Discover BTIG’s premier selection for the initial half of 2025 as highlighted by Investing.com

Investors should brace themselves for a slowdown in growth in 2025, following two years of an impressive 20% increase in the benchmark index, as per BTIG analysts led by Jonathan Krinsky.

Despite 2024 concluding on a somewhat bleak note, all the major US indices reported substantial annual increases, with the S&P 500 marking its best performance since 1997-1998.

Optimism was largely driven by the Federal Reserve’s decision to start reducing interest rates from their historically high levels. Policymakers have been optimistic about inflationary pressures declining since they peaked in 2022, but they have also pointed out that this trend has somewhat stalled in recent months. Jerome Powell, the Fed Chair, announced during a press conference last month that while the existing policy is effective, the central bank will now proceed more cautiously with further reductions.

The incoming administration of President Donald Trump, along with several victories for other Republican candidates in the crucial November elections, has instilled hope for a future of lax regulations and tax cuts for businesses. However, the uncertainty surrounding Trump’s plans to introduce strict tariffs and carry out widespread deportations, and the potential implications on inflation, continues to be a concern.

In other news, the surge in interest around artificial intelligence has led to a significant increase in the stocks of several companies involved in this emerging technology. Nvidia, in particular, saw a substantial increase in its market capitalization in 2024, thanks to the soaring demand for its AI-centric chips across various industries. The company added over $2 trillion to its market value in 2024, ending the year at $3.28 trillion, making it the second most valuable listed company in the world.

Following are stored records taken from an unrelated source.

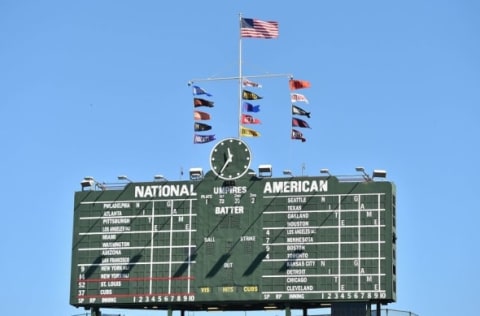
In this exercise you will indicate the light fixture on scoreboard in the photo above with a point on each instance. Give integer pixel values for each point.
(265, 171)
(365, 176)
(325, 171)
(159, 178)
(196, 174)
(288, 173)
(87, 182)
(379, 173)
(124, 178)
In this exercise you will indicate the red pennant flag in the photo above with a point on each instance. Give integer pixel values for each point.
(298, 135)
(299, 123)
(200, 116)
(298, 84)
(248, 119)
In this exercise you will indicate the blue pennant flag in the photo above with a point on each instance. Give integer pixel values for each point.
(247, 107)
(197, 91)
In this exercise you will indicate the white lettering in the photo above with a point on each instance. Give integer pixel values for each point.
(293, 186)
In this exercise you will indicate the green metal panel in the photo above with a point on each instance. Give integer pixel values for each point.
(249, 244)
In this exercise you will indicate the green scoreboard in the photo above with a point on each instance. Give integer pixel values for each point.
(243, 243)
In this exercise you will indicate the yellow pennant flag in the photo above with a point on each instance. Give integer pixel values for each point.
(248, 132)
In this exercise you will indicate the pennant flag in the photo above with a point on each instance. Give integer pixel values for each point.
(298, 135)
(197, 91)
(299, 111)
(248, 119)
(200, 116)
(258, 29)
(202, 102)
(248, 83)
(247, 107)
(202, 139)
(247, 95)
(298, 84)
(299, 123)
(200, 127)
(248, 132)
(297, 97)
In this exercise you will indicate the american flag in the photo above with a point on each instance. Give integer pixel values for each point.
(258, 28)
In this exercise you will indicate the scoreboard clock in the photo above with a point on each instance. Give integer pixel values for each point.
(233, 240)
(230, 159)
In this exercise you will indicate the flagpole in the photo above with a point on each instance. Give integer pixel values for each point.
(240, 74)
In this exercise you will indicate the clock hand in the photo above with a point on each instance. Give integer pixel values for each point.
(229, 160)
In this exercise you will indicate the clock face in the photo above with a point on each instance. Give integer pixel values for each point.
(230, 158)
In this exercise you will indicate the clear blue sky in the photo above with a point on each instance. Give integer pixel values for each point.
(99, 88)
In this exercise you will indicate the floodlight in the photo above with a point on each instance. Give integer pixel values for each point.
(364, 174)
(124, 177)
(196, 173)
(265, 171)
(288, 173)
(87, 182)
(378, 173)
(325, 171)
(159, 177)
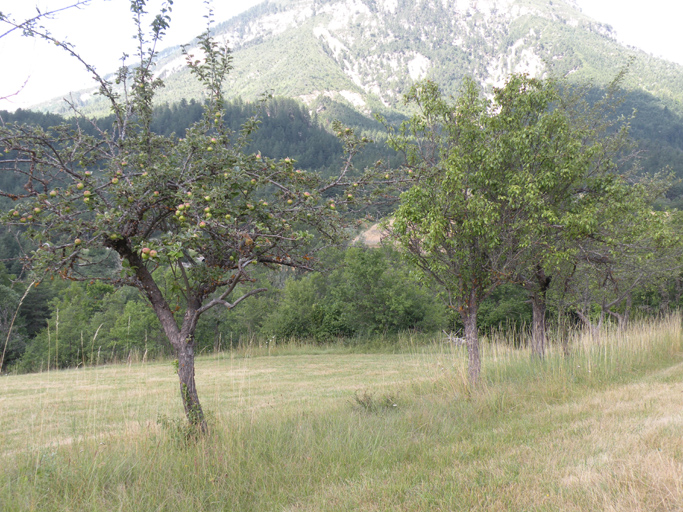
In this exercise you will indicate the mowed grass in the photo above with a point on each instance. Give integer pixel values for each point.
(599, 429)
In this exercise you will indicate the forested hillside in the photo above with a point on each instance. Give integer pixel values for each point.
(348, 60)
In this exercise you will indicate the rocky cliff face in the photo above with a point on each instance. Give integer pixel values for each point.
(363, 55)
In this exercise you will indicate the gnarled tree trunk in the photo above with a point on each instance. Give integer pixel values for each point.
(188, 387)
(469, 318)
(538, 308)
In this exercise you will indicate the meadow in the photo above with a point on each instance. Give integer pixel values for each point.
(321, 428)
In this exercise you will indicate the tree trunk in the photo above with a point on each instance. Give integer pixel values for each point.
(594, 328)
(188, 388)
(538, 325)
(538, 308)
(469, 318)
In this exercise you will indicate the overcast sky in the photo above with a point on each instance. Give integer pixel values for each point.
(103, 28)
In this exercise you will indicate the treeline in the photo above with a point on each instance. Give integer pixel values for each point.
(366, 294)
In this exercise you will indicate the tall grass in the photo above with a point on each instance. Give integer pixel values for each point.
(598, 429)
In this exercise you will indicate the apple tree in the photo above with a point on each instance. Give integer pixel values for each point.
(511, 189)
(130, 207)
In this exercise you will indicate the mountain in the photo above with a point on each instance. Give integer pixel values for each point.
(364, 54)
(348, 59)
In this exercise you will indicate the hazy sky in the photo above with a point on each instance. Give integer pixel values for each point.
(103, 28)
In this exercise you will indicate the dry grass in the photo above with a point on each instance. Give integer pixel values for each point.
(599, 430)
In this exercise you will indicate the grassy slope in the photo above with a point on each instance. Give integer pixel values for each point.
(597, 431)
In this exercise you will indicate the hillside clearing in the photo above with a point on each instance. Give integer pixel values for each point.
(599, 430)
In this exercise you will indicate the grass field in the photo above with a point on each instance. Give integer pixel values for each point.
(316, 429)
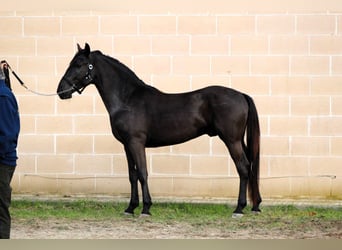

Jonathan Krinsky of BTIG pointed out that while the equity markets in the first half of 2024 were primarily driven by the surge in stocks of mega-cap companies like Nvidia, investors had predicted a wider distribution of these gains once the Fed began cutting rates.

However, Krinsky highlighted that the breadth of the market, as measured by the percentage of stocks in the Russell 3000 index trading above their 200-day moving average, reached its peak in mid-July. By the end of December, less than 60% of the components in the S&P 500 were trading above their 200-day moving average, marking the weakest level since 2023.

According to Krinsky, this breakdown in market breadth is either a warning sign or an opportunity. He suggested that the recent divergence might indicate some problems early in the new year and that some correction is likely.

He further commented that “after an initial shakeout,” there could be “some upside in the cyclical/value trade,” as long as macroeconomic data continues to be robust. He added that while this might mean a less dovish Fed, strong data should ultimately be bullish for equities in the long run.

Considering this perspective, here are some of BTIG’s top picks for the first half of 2025: Bloom Energy Corp, Expedia Inc, Globus Medical, Health Equity, On Holdings, Regency Centers, Block Inc, and Verona Pharma PLC.